05/09/2001
First half profits marked time at £2.6 million for Swan Hill, the diversified construction group that is turning itself into a pure house builder, writes Ben Cobley.
Fully listed Swan Hill (SHG) increased turnover in the six months to June by £8 million to £39.1 million, but pre-tax profits remained unchanged. The company, which is focusing on its housing division and selling its commercial property interests, says the margin squeeze reflects local authority demand for a larger proportion of lower margin social housing schemes in new developments.
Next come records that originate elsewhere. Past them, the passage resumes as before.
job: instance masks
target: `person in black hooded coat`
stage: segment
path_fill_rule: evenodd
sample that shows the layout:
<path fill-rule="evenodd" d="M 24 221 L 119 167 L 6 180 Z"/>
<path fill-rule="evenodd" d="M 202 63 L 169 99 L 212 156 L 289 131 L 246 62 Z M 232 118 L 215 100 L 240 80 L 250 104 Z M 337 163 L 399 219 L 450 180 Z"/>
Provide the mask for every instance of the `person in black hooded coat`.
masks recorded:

Undeterred, Swan Hill reports that its transformation is progressing 'extremely well', as it now has a strong land bank of 750 plots (with a value in excess of £150 million) on which to build. The company also expects to be selling from 12 sites in the second half, compared to seven in the first after selling 108.
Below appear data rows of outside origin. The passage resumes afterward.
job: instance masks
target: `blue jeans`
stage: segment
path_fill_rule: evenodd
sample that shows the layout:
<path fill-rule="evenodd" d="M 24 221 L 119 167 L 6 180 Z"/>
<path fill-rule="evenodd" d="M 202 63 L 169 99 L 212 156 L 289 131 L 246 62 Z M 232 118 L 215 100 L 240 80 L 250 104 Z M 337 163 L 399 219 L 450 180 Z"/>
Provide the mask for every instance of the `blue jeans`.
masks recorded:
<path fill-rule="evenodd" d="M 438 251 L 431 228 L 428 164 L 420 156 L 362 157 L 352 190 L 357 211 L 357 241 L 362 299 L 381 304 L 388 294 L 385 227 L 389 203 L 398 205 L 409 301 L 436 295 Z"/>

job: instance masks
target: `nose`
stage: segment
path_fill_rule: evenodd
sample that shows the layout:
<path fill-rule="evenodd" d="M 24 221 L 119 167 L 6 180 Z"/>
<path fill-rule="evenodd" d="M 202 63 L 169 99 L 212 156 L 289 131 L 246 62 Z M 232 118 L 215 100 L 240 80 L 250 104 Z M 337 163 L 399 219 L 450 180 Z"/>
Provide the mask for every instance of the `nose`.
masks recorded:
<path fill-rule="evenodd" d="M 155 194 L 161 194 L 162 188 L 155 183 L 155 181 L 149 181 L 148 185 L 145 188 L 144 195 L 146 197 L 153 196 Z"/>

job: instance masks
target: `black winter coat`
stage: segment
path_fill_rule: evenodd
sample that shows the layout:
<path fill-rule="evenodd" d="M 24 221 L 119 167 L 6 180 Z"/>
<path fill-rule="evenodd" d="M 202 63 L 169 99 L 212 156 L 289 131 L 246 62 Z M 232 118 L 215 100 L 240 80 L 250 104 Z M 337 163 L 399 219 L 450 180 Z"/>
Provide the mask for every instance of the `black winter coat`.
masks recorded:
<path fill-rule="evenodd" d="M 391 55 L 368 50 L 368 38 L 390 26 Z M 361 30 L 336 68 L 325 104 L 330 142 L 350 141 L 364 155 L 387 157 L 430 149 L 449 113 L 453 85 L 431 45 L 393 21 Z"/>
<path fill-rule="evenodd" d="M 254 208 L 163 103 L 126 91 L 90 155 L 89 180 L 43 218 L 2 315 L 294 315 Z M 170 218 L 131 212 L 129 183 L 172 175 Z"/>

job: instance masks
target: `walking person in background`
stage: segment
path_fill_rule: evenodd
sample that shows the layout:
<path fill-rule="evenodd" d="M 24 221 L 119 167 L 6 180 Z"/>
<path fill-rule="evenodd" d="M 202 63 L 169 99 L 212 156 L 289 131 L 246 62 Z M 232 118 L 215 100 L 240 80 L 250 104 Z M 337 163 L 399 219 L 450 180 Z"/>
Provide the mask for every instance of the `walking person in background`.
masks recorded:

Chief executive John Theakston says he expects the average selling price for the year as a whole to fall 'just shy of' £250,000 – which should result in a substantially increased second half profit, as the average selling price in the first was £198,000. By the year-end, about 80 per cent of revenues should be from the house building side, rising to 95 per cent for the end of 2002.
Analysts argue that a prospective p/e ratio of 8 at the current share price is expensive when compared to other house builders, yet it also reflects a substantial 40 per cent discount to net asset value (127p per share). As yet, the market awaits the increased earnings that are promised.